La femme désigna le sol à nouveau et Rachelle y retourna en s'agenouillant.
-- Je sens qu'on va beaucoup s'aimer, toutes les deux, lui dit Madame Catarina une fois assise, une main sur sa joue.
-- Je crois que je vous aime déjà beaucoup, avoua Rachelle. Je ne pense pas que j'aurais accepté ça de tout le monde.
Madame Catarina lui sourit. Et Rachelle fut prises par une sensation qu'elle n'avait encore jamais ressenti.

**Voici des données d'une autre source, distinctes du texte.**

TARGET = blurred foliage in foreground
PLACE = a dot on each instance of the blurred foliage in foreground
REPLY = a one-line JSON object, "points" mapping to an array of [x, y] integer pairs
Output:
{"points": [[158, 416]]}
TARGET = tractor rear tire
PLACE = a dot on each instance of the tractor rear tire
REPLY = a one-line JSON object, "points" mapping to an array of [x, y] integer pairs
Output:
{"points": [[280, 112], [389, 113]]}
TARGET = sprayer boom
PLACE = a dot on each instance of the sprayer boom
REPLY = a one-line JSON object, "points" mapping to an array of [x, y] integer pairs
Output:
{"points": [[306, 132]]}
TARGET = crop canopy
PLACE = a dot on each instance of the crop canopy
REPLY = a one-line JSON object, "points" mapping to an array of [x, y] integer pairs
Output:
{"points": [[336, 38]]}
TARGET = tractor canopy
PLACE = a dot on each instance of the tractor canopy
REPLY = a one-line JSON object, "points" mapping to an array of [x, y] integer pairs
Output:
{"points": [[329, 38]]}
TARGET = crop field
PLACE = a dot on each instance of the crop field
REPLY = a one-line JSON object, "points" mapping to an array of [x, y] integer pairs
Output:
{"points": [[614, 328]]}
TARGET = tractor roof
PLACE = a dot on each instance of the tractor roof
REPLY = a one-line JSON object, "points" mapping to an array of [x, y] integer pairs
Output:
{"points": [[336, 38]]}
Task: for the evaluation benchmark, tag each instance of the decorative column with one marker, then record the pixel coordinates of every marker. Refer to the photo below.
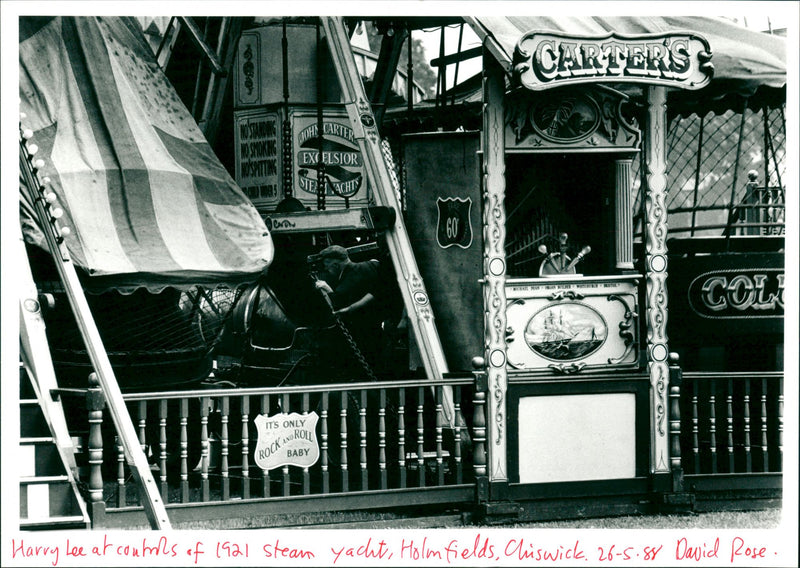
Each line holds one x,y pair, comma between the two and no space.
623,216
494,263
656,274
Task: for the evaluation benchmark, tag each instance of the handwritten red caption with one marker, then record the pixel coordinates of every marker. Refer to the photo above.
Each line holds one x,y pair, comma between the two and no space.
395,548
163,548
542,550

Malgré l'absence d'orgasme, elle se sentait vidée. Autant que si elle avait été défoncée par deux hommes.
-- Tu as beaucoup de choses à ruminer, Rachelle. Allons chez moi boire un dernier verre tranquillement. Nous resterons sages. Tu as déjà eu assez d'émotions pour la soirée. Tu pourras me poser toutes les questions que tu veux.
-- Avec plaisir, lui répondit Rachelle.
-- Juste une chose... à partir de maintenant, plus de culotte ou de string en ma présence. Celui-ci, je le garde en souvenir.
Rachelle ricana en remarquant seulement maintenant qu'elle avait gardé son string en main tout du long. Elle hocha la tête et se rhabilla.
Ce fut la première soirée qu'elles passèrent ensemble. Des premières fois, Rachelle en vécut de nombreuses aux côtés de cette femme avec qui elle vit maintenant, soumise à plein temps en dehors de ses horaires de travail, depuis maintenant cinq ans.
Et chaque matin, elle se réveille avec enthousiasme à l'idée de "présenter ses hommages" à Maîtresse Catarina!